As an investment vehicle, mutual funds ie open end funds are often criticized for two reasons. First being the price of their shares and being able to trade only at the end of the day or at the closing price. In particular, transactions such as buying and selling cannot be done at intraday prices, but only at the closing price. Secondly, although the tax treatment of open end funds is not discussed, it is noted that they are inefficient tax vehicles. This is because withdrawals by some fund shareholders may result in taxable capital gains to shareholders who retain their positions.

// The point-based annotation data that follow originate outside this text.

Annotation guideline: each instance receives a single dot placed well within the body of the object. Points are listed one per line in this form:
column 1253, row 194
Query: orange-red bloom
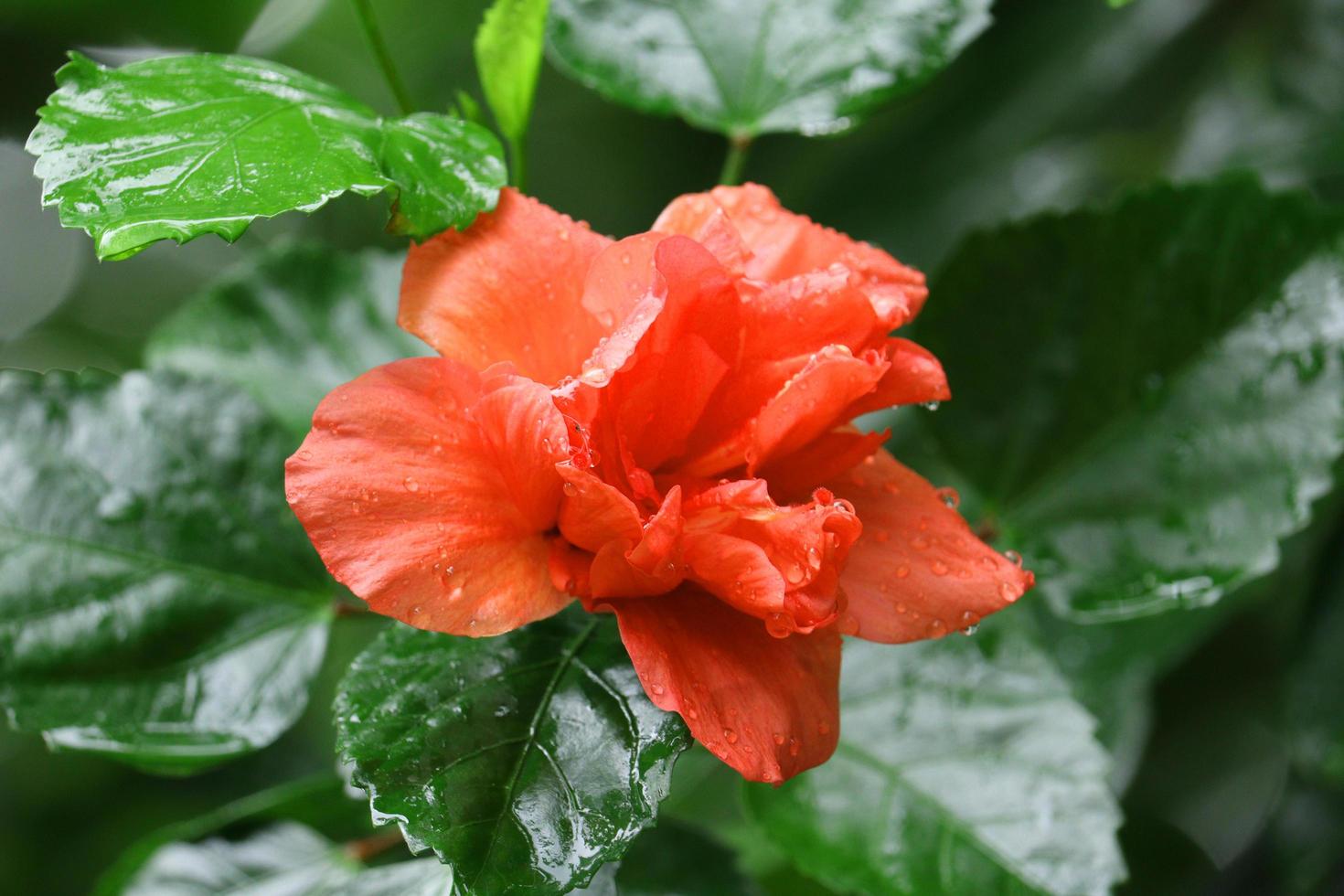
column 657, row 426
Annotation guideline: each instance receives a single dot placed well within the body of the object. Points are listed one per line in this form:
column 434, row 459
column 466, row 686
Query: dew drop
column 778, row 624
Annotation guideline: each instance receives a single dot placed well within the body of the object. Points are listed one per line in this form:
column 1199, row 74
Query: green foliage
column 508, row 58
column 186, row 145
column 285, row 858
column 964, row 767
column 289, row 326
column 525, row 761
column 745, row 68
column 1148, row 397
column 157, row 601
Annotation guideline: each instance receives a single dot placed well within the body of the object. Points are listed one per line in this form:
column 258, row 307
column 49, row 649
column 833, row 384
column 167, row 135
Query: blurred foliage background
column 1061, row 102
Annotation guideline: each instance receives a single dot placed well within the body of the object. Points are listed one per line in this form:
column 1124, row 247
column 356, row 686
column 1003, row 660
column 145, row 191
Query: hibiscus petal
column 917, row 571
column 797, row 475
column 507, row 289
column 815, row 400
column 784, row 245
column 768, row 707
column 914, row 378
column 429, row 498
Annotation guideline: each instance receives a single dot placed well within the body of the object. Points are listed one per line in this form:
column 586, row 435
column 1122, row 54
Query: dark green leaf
column 525, row 761
column 157, row 600
column 508, row 58
column 755, row 66
column 1317, row 690
column 964, row 767
column 1151, row 397
column 677, row 860
column 285, row 859
column 186, row 145
column 291, row 326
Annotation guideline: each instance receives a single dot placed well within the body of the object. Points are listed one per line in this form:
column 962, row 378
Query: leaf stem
column 368, row 847
column 735, row 160
column 365, row 12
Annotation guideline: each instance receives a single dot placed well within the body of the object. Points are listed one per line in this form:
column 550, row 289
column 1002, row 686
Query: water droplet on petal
column 778, row 624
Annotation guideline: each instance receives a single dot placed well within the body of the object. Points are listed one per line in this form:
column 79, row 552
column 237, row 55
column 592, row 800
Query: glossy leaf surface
column 177, row 146
column 755, row 66
column 291, row 326
column 157, row 601
column 525, row 761
column 508, row 58
column 964, row 767
column 1148, row 397
column 281, row 860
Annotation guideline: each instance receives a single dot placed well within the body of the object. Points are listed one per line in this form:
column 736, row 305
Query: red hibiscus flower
column 659, row 427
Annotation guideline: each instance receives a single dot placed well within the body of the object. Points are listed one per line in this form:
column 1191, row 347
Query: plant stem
column 517, row 166
column 735, row 160
column 365, row 12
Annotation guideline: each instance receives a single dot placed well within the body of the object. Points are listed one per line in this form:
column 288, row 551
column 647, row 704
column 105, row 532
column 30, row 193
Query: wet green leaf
column 159, row 603
column 283, row 859
column 508, row 58
column 289, row 326
column 177, row 146
column 755, row 66
column 1149, row 397
column 964, row 767
column 525, row 761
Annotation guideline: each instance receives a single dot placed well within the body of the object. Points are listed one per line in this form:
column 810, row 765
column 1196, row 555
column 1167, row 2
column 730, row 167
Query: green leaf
column 291, row 325
column 1316, row 698
column 508, row 58
column 525, row 761
column 677, row 860
column 159, row 603
column 177, row 146
column 964, row 767
column 745, row 68
column 281, row 859
column 1148, row 397
column 320, row 801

Due to these two drawbacks of mutual funds, a new investment vehicle with many of the same characteristics of mutual funds is introduced to the financial market through the ETF - Exchange Traded Fund. This investment vehicle is similar to a mutual fund but trades like stocks on an exchange. Although they are open-end funds, ETFs are similar to closed-end funds in a sense, with a smaller premium or discount from NAV. In an ETF, the investment advisor takes responsibility for managing the portfolio so that it accurately replicates the index and index returns, as supply and demand determine the secondary market price of the shares. The exchange price may deviate slightly from the value of the portfolio thus providing some uncertainty in pricing. However deviations remain small as intermediaries can create or redeem large blocks of shares at NAV on any given day which limits deviations significantly.

Another advantage of ETFs is that ETFs can be traded throughout the day at current prices and have the flexibility to short sell and buy limit orders, stop orders, and on margin, none of which can be done with an open end. ETFs overcome the disadvantages of open end funds in terms of fund taxation.